Consideration on robotic giant-swing motion generated by reinforcement learning

14 years 7 months ago
Consideration on robotic giant-swing motion generated by reinforcement learning
—This study attempts to make a compact humanoid robot acquire a giant-swing motion without any robotic models by using reinforcement learning; only the interaction with environment is available. Generally, it is widely said that this type of learning method is not appropriated to obtain dynamic motions because Markov property is not necessarily guaranteed during the dynamic task.
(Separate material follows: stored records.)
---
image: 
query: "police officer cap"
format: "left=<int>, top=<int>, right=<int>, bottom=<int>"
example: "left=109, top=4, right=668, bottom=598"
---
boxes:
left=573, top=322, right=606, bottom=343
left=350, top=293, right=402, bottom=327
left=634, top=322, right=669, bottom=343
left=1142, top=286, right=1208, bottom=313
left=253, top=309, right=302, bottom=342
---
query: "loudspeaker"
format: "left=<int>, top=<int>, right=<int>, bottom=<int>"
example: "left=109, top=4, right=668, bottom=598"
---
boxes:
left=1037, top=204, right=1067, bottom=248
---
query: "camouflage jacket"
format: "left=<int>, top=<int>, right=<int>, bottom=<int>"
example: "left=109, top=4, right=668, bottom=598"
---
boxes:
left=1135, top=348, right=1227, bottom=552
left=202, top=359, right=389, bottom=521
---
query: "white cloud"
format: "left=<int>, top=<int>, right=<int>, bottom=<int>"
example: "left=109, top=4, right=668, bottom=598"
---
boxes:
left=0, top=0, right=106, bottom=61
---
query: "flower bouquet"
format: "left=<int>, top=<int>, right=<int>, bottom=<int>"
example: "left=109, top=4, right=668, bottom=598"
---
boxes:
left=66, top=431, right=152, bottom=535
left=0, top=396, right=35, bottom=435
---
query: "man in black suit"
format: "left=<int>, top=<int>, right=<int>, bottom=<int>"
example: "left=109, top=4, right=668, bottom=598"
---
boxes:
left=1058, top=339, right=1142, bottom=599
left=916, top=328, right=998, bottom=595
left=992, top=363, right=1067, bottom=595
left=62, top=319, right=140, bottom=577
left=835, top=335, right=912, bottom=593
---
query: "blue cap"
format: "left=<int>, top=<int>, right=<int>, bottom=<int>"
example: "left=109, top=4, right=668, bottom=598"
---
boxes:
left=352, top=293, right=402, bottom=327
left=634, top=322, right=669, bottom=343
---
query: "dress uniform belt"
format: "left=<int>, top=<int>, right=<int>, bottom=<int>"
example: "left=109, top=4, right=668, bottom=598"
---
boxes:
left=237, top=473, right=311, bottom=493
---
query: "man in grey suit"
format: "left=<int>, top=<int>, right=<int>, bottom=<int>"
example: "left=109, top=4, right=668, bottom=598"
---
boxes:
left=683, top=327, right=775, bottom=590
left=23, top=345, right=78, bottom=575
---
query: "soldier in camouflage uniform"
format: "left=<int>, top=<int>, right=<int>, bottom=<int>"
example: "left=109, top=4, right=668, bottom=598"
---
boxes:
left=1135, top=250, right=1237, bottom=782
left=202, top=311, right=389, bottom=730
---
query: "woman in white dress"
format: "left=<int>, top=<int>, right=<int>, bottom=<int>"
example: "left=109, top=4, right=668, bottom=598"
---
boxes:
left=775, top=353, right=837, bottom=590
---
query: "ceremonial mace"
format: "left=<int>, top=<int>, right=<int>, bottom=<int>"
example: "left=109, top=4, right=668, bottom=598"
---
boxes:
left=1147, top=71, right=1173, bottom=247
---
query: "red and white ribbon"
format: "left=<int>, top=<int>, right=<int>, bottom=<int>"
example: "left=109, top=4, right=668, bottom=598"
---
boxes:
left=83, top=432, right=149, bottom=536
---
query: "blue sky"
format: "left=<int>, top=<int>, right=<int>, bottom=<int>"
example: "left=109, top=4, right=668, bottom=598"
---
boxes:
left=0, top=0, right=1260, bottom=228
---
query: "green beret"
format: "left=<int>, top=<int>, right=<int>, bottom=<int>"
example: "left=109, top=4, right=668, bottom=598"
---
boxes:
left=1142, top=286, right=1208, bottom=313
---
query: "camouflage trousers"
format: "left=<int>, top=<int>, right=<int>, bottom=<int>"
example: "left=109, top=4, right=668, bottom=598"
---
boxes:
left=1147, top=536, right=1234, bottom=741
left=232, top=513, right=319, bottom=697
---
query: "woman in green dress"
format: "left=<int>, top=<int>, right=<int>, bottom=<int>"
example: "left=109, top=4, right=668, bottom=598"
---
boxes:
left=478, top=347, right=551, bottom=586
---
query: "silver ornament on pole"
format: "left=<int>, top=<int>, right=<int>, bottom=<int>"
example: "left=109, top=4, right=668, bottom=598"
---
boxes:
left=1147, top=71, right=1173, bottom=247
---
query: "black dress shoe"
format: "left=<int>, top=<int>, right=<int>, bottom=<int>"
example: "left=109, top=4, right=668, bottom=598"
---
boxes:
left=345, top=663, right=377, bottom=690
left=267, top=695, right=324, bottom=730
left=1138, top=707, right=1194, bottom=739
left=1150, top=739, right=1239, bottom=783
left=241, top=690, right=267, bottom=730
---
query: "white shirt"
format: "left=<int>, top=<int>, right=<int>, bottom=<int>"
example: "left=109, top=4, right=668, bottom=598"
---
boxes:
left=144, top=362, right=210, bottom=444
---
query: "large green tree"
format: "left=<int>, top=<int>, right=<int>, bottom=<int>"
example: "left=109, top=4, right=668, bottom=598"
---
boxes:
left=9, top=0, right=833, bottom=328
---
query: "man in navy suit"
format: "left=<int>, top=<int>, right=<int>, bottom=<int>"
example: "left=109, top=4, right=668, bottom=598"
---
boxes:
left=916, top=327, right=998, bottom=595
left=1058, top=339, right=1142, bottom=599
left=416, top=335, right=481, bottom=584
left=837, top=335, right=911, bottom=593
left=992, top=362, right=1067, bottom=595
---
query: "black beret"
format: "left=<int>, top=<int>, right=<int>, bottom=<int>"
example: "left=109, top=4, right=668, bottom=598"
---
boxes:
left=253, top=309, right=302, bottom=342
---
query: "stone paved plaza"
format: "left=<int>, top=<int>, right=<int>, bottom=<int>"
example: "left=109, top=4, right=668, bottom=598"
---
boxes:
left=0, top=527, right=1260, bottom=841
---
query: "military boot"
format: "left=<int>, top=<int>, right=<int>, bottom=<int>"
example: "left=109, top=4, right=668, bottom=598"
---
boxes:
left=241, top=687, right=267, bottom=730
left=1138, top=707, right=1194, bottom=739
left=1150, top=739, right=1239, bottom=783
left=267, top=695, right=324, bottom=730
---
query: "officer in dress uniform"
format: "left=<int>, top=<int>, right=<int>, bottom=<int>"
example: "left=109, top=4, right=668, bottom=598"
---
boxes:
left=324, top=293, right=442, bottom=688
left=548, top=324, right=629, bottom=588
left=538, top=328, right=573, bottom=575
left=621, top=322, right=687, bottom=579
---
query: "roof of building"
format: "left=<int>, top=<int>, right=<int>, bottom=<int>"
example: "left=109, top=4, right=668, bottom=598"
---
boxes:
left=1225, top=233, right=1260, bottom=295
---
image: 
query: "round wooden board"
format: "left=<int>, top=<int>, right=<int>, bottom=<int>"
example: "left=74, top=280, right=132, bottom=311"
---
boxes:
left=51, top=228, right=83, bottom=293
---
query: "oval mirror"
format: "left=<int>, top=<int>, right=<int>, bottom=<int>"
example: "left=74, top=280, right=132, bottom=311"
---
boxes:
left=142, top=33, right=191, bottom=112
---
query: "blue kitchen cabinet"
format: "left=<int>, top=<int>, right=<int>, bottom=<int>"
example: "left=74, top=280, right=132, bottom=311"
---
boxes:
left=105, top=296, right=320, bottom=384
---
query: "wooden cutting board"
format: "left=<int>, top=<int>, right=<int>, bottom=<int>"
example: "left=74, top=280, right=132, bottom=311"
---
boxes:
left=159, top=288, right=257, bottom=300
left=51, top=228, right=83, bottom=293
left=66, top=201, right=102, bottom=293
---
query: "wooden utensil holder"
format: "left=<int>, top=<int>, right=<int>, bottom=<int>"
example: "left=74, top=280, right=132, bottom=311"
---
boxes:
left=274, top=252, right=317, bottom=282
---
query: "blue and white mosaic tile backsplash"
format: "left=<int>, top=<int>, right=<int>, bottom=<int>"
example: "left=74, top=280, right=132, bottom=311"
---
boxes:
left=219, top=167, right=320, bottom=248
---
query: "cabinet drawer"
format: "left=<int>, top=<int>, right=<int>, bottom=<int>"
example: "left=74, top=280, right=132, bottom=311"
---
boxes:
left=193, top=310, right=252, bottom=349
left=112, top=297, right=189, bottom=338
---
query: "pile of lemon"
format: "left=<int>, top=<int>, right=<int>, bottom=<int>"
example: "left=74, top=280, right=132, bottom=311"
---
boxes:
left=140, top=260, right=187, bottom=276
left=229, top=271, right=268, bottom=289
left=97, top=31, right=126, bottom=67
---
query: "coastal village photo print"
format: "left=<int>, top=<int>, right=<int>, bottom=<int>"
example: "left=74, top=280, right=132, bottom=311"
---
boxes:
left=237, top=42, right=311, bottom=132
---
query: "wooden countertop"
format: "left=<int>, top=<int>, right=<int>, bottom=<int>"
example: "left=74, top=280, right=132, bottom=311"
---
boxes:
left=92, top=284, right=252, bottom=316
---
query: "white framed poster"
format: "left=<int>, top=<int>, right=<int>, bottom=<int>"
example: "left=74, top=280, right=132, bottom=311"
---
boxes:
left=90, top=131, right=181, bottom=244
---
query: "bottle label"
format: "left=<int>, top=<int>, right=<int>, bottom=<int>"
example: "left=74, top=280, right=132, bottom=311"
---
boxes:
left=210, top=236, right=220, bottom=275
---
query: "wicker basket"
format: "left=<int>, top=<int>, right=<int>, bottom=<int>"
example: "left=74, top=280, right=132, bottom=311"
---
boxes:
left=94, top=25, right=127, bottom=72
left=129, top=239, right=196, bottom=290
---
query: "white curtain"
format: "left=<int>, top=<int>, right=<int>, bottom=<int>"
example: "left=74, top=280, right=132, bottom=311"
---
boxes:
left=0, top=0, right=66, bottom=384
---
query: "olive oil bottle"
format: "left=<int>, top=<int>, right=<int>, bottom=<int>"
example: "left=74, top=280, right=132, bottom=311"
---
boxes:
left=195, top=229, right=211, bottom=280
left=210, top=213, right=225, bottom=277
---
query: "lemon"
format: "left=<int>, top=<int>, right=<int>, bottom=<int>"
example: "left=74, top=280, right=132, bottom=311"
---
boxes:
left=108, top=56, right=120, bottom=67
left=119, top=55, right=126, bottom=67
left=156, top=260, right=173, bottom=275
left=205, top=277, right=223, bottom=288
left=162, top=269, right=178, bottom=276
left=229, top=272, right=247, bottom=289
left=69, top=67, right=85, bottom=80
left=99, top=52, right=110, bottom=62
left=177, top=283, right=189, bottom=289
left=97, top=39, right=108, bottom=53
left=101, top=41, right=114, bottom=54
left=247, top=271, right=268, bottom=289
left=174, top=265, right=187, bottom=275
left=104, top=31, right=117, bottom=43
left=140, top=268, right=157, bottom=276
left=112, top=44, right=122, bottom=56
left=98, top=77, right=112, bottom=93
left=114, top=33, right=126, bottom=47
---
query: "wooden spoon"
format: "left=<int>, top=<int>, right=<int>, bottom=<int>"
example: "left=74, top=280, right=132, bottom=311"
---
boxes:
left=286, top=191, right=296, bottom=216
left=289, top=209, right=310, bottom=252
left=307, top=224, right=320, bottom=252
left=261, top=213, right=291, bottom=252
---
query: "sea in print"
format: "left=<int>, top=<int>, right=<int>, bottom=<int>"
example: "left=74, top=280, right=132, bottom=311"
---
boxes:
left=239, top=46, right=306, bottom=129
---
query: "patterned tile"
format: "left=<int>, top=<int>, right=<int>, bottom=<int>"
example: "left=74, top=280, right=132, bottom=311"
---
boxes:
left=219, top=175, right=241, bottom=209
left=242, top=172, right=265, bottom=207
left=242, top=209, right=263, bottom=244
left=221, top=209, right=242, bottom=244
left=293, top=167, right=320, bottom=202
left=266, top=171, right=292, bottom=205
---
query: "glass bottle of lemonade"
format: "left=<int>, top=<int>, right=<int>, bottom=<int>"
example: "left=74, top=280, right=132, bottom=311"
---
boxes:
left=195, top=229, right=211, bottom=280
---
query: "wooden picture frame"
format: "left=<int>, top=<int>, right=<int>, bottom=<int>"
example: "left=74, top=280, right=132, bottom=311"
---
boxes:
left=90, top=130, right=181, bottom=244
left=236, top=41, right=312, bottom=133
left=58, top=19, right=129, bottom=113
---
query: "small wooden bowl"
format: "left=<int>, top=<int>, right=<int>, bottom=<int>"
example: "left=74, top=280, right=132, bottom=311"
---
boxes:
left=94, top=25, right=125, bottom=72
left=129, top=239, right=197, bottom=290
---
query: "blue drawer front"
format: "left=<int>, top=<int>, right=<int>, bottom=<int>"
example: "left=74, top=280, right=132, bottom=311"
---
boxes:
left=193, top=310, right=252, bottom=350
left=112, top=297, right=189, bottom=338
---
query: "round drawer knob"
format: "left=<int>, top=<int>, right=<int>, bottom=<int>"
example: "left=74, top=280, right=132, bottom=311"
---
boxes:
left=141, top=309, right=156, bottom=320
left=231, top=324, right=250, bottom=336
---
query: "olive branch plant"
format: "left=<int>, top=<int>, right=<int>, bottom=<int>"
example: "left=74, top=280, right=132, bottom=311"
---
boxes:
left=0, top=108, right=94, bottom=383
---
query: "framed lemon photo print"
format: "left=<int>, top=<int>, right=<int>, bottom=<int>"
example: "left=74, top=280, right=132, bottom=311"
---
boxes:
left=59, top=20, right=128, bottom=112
However, in this study, we try to avoid this problem by embedding the dynamic information in the robotic state space; the applicability of the proposed method is considered using both the real robot and dynamic simulator. This paper, in particular, discusses how the robot with 5-DOF, in which the Q-Learning algorithm is implemented, acquires a giant-swing motion. Further, we describe the reward effects on the Q-Learning. Finally, this paper demonstrates that the application of the Q-Learning enable the robot to perform a very attractive giant-swing motion.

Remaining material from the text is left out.